Il existe aujourd’hui plusieurs manières de développer avec l’IA, et elles ne se valent pas. À un bout, le vibe coding, où le prompt tient lieu de source de vérité. À l’autre, des méthodes plus robustes, qui ne sortent pas de nulle part : elles reprennent ce qui se fait déjà dans le cycle de vie logiciel, le SDLC, en l’augmentant à l’IA. Toutes reposent sur un même principe, le spec-driven development, où c’est la spécification, et non le prompt, qui fait référence.
Le SDLC est un domaine très large et je n’en reprends qu’une partie. Mais les principes que j’en tire s’appliquent au développement de n’importe quel module, qu’il s’agisse d’une orchestration d’agents LLM, d’un modèle de machine learning ou d’autre chose. Voici les étapes que je suis.
Cadrer et spécifier : le quoi et le pourquoi
Tout commence par un document qui répond à deux questions seulement : ce qu’on construit, et pourquoi on le construit. C’est le rôle d’un PRD, dans lequel je pose les exigences fonctionnelles et non fonctionnelles.

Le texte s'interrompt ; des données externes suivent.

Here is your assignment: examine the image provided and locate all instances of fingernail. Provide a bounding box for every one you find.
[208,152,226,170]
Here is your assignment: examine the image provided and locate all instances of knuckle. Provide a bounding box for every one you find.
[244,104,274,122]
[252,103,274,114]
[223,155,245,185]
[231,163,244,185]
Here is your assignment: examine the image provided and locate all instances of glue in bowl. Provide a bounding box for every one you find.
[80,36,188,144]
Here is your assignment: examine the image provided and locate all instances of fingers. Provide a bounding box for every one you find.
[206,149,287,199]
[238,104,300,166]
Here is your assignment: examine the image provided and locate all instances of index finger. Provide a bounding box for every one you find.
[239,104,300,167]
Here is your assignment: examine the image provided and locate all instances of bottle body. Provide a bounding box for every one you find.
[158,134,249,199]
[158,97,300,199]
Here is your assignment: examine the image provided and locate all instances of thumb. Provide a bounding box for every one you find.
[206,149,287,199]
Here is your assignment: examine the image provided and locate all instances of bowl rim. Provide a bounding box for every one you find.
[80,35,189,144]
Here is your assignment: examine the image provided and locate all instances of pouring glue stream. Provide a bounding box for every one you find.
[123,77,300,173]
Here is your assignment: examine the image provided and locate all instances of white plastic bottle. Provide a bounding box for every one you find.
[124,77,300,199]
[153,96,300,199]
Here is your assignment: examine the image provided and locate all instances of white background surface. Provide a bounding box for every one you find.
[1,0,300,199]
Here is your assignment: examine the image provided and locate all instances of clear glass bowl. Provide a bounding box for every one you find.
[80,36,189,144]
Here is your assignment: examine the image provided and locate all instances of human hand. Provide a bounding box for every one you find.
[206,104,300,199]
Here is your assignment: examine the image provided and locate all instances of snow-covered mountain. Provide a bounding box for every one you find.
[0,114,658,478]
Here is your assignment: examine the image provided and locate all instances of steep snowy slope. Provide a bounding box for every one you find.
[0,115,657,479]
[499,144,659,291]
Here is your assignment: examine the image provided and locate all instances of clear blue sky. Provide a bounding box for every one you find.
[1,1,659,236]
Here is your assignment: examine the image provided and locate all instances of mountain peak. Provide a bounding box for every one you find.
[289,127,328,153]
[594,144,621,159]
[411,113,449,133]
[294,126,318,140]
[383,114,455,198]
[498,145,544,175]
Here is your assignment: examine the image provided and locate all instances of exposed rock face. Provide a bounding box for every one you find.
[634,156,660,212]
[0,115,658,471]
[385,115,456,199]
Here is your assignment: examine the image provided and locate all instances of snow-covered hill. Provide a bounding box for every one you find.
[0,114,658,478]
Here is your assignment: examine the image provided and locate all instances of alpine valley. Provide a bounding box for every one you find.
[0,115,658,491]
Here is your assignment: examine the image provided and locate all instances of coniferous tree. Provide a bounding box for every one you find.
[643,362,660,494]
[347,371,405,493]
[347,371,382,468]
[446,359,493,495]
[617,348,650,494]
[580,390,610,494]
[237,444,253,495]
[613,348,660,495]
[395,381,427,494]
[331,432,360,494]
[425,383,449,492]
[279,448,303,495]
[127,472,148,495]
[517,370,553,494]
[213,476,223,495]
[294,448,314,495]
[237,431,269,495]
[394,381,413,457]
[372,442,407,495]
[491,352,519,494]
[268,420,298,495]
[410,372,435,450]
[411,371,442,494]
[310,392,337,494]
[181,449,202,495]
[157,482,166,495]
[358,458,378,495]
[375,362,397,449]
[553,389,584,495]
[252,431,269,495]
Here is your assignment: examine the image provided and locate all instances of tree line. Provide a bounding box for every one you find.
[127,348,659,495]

Une fois ce cadre en place, je le précise dans un document plus détaillé,
typiquement un spec.md. Il reste au même niveau : il dit ce que le système doit
faire, jamais comment il va le faire. Cette séparation n’est pas une formalité.
Mélanger les deux revient à figer des choix techniques avant d’avoir fini de
comprendre le besoin, et c’est précisément là que les projets partent de travers.
Planifier : le comment
Ce n’est qu’ensuite, une fois que j’ai tout le quoi, que je passe au comment, dans
un plan.md.
C’est la phase la plus cruciale du processus, parce qu’elle est la seule qui demande de prendre du recul sur l’ensemble du système. C’est là qu’on arbitre les choix d’infrastructure et de stack, qu’on challenge ce que propose l’IA, et qu’on s’assure que le projet est réalisable techniquement. Autrement dit, c’est là que les compétences de conception système sont le plus sollicitées, et c’est ce qui fait de cette phase le vrai point de contrôle du développement assisté par IA.
Je brainstorme avec l’IA à ce moment-là, et c’est utile. Mais le plan qui en sort est le produit d’arbitrages, pas d’une acceptation.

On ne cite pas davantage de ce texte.